A Senate committee has raised concerns about the increasing involvement of young Australians in right-wing extremism. On June 17, representatives from the Centre for Resilient and Inclusive Societies (CRIS) and the Addressing Violent Extremism and Radicalisation to Terrorism (AVERT) Network presented their findings on this troubling trend.

The Australian Security Intelligence Organisation defines right-wing extremism as the support for violence to achieve political outcomes, often linked to ideologies like white supremacism and neo-Nazism. According to CRIS and AVERT, these movements have been growing in Australia, attracting new demographics, including young people.

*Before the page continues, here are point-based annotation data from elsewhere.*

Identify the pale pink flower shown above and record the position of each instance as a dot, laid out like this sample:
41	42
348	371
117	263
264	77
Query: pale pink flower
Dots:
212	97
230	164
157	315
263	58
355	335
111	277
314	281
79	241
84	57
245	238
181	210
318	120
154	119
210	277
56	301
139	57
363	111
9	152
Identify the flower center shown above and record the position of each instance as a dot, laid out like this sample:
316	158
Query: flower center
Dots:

Professor Michele Grossman of CRIS highlighted the role of social media in this increase, noting that young people’s exposure to extremist content has surged. Extremist groups have become more strategic, targeting their messaging to young audiences.

Grossman cited various factors drawing individuals into extremism, such as feelings of deprivation, climate change frustration, multiculturalism, the housing crisis, and unemployment. To combat this, she stressed the need for media literacy education across Australian schools.

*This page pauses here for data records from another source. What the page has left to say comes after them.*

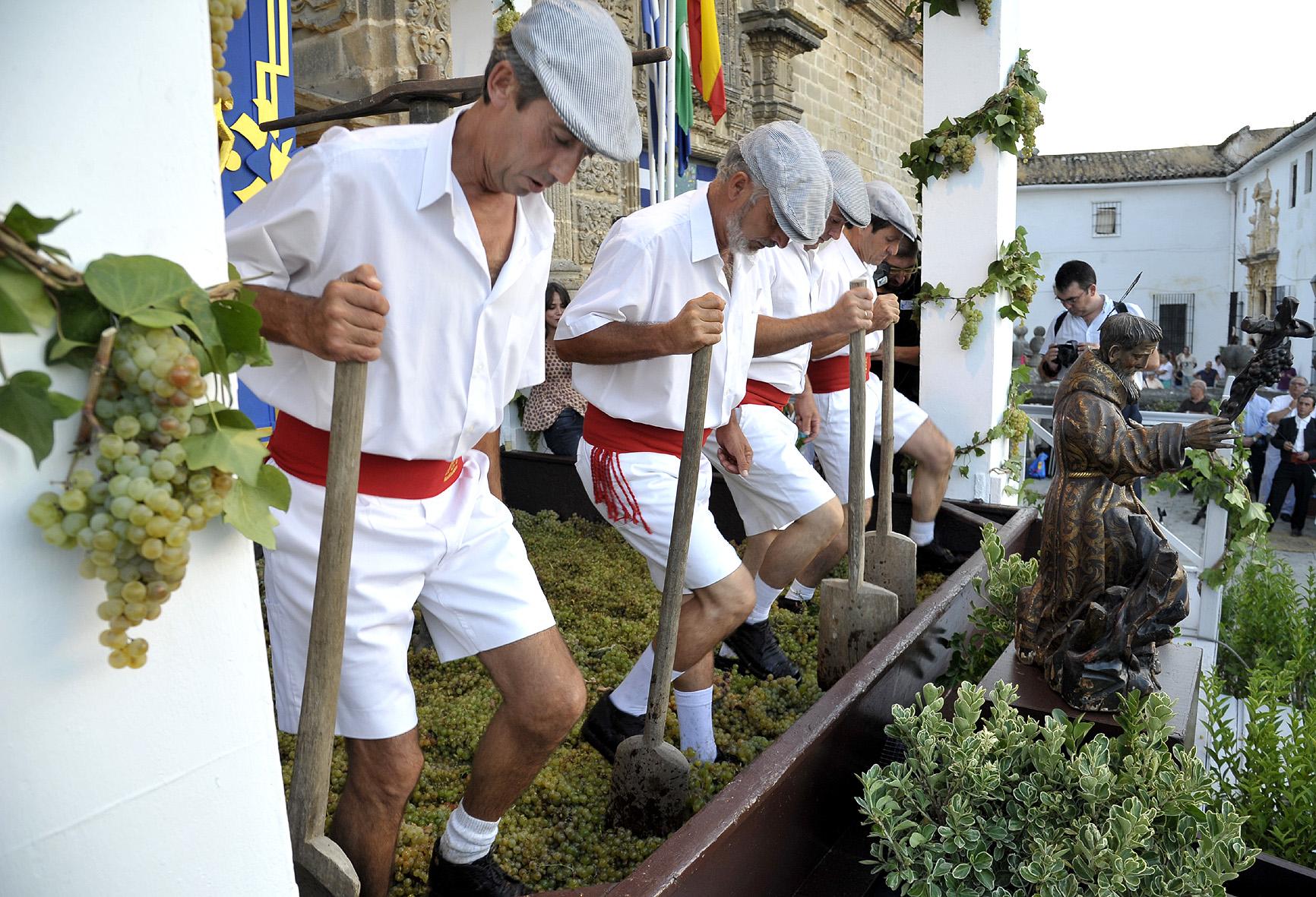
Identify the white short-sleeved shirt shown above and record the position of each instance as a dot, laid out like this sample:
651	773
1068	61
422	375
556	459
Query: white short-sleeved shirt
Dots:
1276	404
456	349
836	264
649	266
791	282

Deradicalisation efforts, particularly for young people on the fence about extremism, were deemed crucial by AVERT representatives. They suggested toolkits to recognize disinformation and mentoring programs to provide guidance and a sense of belonging.

Despite these concerns, some political experts argue that terms like “right-wing” and “left-wing” are outdated and overly simplistic. They advocate for more precise labelling to address the core harmful beliefs behind violent behaviours, rather than broad ideological categories.